Na verdade, são dois cometas distintos, que se separam, orbitam um ao outro, e se esmagam várias e várias vezes e assim continuam pela eternidade. E independentemente de quão estranho possa parecer esse relacionamento, ele pode ser muito mais comum do que pensávamos.

De acordo com um novo estudo da evolução dos cometas conduzido por pesquisadores das Universidades de Purdue e de Colorado em Boulder. O estudo, publicado na revista Nature, foi inspirado pela observação do “pescoço” que conecta os dois lóbulos do cometa 67P e contém duas grandes rachaduras com mais ou menos o tamanho de um campo de futebol.

Ao observar essas rachaduras em alta resolução nas imagens capturadas pela Rosetta em agosto de 2014, os cientistas Masatoshi Hirabayashi e Daniel Scheeres imediatamente perceberam que eles podiam estar observando traços de uma história violenta.

Para simular a evolução do cometa 67P, os pesquisadores modelaram 100 cometas “clones” sob diversas condições ao longo de 5.000 anos – a expectativa de vida da chamada “família de cometas Júpiter”. Em alguns desses modelos, a taxa de rotação foi reduzida de uma rotação a cada 12 horas para uma rotação a cada 7 a 9 horas.

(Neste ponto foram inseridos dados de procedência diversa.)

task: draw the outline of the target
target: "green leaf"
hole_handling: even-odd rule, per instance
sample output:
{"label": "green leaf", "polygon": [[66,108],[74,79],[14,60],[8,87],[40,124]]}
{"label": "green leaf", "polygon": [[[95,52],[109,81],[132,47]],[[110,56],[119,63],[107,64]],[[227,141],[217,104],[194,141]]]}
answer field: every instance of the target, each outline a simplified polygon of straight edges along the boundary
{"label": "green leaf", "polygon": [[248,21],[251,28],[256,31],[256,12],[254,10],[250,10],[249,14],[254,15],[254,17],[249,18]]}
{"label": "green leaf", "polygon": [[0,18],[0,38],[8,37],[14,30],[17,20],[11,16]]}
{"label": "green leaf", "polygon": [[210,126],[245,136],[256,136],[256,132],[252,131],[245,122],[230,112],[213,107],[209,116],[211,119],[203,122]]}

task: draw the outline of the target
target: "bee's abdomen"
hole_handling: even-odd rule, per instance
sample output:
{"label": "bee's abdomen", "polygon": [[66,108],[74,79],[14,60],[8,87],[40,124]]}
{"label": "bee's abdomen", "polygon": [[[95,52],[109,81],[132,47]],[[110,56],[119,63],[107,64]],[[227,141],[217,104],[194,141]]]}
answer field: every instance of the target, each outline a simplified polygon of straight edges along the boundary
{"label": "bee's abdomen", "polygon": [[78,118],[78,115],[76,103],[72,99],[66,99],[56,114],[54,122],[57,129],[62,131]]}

E algo bem interessante aconteceu: o cometa começou a rachar. “Nossa análise de rotação previu exatamente onde essas rachaduras iam se formar”, diz Scheeres em um comunicado.

É possível que o processo de separação e recomposição tenha acontecido durante a vida do 67P, e pode ser que cometas com dois lóbulos sejam bastante comuns. Embora não esteja clara a frequência com que essas separações ocorrem, os pesquisadores notaram que cometas periódicos são regularmente pressionados pelas gravidades do Sol e de Júpiter enquanto atravessam o sistema solar. Isso pode fazer com que eles girem para cima ou para baixo. A taxa de rotação pode ser influenciada também por desgaseificação, isto é, a sublimação de gelos voláteis que fazem o cometa perder massa com o passar do tempo.

Essas repetidas separações podem acelerar o fim do cometa 67P. “Essa é uma das hipóteses levantadas no artigo”, diz Scheeres. “Se o núcleo de um cometa passa por esse processo diversas vezes, isso pode acabar fazendo com que um dos dois lóbulos fique pequeno o suficiente para escapar assim que começar a sua rotação novamente.”

A equipe agora planeja estudar outras imagens do cometa em mais detalhes para ver se eles podem ser sujeitos a forças parecidas. Se esses cometas com dois lóbulos, como o 67P e o Halley, forem realmente cosmicamente comuns, é possível que nosso sistema solar seja cheio de rochas espaciais que mudam de forma e são muito mais dinâmicas do que parecem.